Google Chrome 59 fra pochi giorni su Android con prestazioni migliori

Google ha lanciato ultimamente la versione più recente di Google Chrome, il suo browser internet principale. Questa, però, aveva, se così si può dire, una pecca. Era, infatti, destinata esclusivamente ai possessori di dispositivi Mac, Linux e Windows. Inizialmente i tantissimi utenti con smartphone e tablet Android sembravano completamente tagliati fuori. Ma le cose non si sono rivelate essere così e il 7 giugno 2017 è finalmente arrivato l’annuncio che tutti stavano aspettando. Chrome 59, dedicato e pensato esclusivamente per Android, è stato lanciato in maniera definitiva. Risulta ora prontissimo ad approdare su tutti i dispositivi dotati del sistema operativo di Google.

Dalle primissime indiscrezioni che si sono apprese, sembra che il nuovo Google Chrome 59 includa una buona dose di miglioramenti rispetto a quanto si era visto sulle sue versioni precedenti. Di interessanti novità si era già parlato ad aprile 2017. In quel momento, infatti, Google aveva annunciato che il nuovo Chrome 59 sarebbe stato più veloce che mai. La percentuale si attestava tra il 10 e il 20%. Le pagine internet, dunque, sono destinate ad essere aperte con maggiore rapidità rispetto a quanto avveniva in passato. Annunciate anche delle novità che riguardano la migliore stabilità del nuovo browser.

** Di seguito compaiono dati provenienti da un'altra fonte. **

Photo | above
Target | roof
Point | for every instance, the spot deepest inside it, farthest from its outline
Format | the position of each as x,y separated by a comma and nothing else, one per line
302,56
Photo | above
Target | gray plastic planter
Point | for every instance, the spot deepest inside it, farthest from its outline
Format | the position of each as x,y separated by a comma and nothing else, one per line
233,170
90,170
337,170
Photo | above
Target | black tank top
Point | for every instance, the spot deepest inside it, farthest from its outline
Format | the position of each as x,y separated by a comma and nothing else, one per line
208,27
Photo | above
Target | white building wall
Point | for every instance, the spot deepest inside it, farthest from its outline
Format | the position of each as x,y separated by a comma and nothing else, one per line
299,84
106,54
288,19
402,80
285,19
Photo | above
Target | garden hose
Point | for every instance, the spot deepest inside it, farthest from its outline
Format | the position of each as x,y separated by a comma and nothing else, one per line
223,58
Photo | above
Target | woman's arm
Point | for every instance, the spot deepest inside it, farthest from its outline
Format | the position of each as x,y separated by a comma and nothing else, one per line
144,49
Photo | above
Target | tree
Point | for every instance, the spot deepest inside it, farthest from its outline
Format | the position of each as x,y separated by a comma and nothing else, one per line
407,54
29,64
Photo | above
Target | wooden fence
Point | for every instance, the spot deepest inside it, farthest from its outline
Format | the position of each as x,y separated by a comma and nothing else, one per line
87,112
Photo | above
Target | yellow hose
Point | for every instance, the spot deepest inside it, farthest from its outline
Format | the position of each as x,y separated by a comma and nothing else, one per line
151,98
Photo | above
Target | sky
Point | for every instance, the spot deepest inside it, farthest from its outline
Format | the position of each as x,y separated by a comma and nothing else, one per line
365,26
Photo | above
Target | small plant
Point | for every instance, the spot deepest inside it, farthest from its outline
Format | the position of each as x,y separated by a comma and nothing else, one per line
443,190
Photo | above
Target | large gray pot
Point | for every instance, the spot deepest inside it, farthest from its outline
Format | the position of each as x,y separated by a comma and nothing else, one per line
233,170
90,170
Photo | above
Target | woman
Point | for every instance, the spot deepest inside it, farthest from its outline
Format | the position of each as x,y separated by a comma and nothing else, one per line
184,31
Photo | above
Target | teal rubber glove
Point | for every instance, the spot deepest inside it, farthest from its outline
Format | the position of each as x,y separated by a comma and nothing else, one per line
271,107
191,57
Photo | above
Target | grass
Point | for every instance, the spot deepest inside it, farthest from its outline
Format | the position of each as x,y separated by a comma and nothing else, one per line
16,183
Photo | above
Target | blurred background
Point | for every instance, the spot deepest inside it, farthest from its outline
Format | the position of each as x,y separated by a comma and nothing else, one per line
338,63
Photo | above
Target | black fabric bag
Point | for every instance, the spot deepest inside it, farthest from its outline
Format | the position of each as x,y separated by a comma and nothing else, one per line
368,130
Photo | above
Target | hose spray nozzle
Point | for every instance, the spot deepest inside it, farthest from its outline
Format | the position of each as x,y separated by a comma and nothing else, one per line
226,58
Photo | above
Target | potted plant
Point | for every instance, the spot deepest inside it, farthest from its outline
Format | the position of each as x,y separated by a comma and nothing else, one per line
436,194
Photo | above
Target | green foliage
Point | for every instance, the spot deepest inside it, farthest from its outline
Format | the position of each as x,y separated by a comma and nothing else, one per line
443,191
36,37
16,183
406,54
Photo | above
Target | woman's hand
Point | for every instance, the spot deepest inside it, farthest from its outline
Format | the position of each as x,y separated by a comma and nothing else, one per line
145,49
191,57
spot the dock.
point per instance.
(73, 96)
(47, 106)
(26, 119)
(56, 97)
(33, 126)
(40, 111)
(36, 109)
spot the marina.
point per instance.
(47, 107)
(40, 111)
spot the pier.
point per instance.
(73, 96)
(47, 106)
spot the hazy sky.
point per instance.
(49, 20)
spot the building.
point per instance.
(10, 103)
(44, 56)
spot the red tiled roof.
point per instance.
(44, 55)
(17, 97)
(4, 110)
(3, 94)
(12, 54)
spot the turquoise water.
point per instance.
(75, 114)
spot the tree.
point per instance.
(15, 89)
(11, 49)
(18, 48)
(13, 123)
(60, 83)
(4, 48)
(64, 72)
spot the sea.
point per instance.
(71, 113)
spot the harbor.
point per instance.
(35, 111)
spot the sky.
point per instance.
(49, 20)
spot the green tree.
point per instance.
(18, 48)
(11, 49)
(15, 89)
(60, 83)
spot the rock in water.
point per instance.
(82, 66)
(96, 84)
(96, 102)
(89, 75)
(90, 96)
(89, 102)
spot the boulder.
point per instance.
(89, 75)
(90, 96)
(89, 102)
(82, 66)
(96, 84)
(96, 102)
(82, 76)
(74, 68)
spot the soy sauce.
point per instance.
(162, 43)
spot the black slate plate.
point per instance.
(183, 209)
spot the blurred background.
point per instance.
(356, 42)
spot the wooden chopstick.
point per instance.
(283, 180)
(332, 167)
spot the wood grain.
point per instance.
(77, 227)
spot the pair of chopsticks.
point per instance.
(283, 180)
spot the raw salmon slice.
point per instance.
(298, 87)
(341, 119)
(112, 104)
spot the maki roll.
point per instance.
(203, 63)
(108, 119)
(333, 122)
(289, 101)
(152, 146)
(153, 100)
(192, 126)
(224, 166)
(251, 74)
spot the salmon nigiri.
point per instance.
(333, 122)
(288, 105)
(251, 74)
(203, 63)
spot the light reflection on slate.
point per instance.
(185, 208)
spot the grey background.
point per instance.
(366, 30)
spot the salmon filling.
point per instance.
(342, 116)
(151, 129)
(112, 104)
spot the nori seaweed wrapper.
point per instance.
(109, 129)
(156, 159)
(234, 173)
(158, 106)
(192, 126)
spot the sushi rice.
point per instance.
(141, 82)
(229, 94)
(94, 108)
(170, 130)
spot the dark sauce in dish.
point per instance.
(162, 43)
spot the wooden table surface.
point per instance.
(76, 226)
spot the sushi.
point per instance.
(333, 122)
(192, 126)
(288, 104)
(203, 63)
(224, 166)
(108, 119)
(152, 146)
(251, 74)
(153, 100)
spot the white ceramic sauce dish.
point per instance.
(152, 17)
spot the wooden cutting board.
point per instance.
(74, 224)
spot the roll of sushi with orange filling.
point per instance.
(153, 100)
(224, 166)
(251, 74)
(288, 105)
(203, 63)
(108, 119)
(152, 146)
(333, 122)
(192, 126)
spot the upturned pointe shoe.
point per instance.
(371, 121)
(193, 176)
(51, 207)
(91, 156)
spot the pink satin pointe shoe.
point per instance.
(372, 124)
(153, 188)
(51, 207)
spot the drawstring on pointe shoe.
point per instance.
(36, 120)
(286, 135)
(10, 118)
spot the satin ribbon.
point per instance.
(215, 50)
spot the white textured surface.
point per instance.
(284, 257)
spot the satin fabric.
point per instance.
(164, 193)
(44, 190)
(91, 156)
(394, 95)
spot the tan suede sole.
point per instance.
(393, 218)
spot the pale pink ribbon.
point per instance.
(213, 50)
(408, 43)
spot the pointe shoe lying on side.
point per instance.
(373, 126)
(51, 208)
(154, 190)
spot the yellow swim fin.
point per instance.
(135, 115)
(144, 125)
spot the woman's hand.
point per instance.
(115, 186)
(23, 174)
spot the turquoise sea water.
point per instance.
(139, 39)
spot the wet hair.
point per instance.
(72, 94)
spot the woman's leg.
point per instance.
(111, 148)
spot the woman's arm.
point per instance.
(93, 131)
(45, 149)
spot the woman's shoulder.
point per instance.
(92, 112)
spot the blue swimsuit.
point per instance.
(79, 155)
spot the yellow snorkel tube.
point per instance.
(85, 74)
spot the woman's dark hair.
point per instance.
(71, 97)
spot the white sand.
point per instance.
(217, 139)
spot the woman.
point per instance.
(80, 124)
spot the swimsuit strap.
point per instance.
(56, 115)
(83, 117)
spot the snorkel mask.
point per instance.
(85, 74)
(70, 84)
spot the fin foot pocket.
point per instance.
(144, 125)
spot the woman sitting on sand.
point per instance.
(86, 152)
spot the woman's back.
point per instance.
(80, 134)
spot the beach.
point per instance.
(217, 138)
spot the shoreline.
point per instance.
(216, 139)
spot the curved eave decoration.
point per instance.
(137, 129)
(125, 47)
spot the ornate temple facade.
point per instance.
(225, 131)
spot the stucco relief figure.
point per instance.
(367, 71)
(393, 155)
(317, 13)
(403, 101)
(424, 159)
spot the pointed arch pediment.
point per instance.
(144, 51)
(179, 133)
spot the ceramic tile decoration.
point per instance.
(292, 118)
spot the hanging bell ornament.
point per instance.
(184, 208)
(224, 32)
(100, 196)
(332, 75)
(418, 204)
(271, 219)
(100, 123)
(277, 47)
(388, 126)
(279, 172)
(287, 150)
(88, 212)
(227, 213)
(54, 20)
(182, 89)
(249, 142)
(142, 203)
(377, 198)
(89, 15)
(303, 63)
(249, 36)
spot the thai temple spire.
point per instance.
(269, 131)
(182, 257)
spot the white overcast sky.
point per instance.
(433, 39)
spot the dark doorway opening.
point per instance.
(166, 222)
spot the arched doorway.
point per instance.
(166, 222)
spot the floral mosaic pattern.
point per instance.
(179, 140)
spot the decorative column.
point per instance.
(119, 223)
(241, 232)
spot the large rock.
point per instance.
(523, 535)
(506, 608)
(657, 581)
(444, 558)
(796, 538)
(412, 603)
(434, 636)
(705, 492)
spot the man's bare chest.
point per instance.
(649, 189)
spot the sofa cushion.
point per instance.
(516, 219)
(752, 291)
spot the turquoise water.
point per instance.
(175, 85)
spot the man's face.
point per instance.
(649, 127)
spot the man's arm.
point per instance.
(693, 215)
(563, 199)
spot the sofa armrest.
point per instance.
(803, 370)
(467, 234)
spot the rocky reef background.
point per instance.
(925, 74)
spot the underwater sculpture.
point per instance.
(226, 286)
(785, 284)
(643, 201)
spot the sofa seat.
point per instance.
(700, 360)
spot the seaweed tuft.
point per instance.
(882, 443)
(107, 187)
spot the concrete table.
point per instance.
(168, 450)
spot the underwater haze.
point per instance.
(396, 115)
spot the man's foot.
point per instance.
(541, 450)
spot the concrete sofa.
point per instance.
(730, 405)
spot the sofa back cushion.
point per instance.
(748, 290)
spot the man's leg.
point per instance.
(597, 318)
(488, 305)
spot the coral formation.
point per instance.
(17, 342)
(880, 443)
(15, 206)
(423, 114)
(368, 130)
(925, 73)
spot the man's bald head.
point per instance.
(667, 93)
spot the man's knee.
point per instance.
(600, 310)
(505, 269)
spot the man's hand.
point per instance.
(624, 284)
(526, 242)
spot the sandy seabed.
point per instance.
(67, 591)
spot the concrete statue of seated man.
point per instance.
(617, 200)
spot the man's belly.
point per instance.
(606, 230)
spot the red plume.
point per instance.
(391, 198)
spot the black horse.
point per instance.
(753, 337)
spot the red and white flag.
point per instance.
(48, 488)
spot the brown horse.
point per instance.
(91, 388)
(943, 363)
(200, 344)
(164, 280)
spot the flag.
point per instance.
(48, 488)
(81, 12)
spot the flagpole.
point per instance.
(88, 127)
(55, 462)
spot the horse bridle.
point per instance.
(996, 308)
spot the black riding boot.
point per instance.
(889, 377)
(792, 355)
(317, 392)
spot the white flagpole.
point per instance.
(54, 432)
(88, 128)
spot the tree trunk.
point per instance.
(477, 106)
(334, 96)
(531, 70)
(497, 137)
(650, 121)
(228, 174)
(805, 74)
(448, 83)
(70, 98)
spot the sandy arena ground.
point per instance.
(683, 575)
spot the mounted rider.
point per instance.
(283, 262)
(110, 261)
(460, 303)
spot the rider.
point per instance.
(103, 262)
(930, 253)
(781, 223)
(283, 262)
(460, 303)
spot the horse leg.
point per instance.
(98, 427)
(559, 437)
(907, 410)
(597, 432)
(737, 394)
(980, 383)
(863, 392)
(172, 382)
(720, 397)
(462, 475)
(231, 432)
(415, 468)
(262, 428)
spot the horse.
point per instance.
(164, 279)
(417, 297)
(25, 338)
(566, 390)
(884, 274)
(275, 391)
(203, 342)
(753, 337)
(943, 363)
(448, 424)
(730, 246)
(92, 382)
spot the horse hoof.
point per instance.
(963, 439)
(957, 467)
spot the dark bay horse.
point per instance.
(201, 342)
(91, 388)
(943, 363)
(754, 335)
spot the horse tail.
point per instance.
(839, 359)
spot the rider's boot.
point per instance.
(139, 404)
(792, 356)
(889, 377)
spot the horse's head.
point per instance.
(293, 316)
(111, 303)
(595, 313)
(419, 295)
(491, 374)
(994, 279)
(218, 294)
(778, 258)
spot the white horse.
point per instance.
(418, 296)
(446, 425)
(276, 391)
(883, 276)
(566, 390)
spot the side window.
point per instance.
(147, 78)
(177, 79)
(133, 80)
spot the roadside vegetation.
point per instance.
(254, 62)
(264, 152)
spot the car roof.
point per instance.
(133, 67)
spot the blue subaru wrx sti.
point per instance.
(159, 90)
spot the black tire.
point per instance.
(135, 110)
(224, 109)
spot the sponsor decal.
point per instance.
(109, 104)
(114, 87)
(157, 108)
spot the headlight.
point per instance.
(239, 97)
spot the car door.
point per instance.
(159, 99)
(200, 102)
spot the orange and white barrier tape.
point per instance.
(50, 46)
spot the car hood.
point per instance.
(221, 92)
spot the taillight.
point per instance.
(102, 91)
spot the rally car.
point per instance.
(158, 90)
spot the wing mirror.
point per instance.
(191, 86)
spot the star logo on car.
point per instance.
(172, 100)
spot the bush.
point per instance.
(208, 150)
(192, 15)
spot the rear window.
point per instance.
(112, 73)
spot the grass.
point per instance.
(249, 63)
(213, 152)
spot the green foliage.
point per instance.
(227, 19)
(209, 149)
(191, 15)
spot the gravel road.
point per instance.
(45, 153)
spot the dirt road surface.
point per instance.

Secondo quanto è stato dichiarato da Google, Chrome 59 non solo sarà molto più veloce e prestante ma dovrebbe anche riuscire ad occupare meno memoria. Non si rischia, quindi, di appesantire ulteriormente il proprio dispositivo Android e di rallentarlo in maniera inutile. Questo aspetto positivo è possibile grazie ad importanti aggiornamenti JavaScript. Nonostante il rilascio del nuovo Chrome 59 sia già avvenuto a seguito dell’annuncio di Google, non è ancora possibile procedere con la sua installazione. La disponibilità reale all’interno del Play Store è prevista per la prossima settimana. Si colloca, cioè, attorno alla metà di giugno. E’ a quel punto che i milioni di utenti che posseggono un dispositivo Android potranno finalmente testarlo.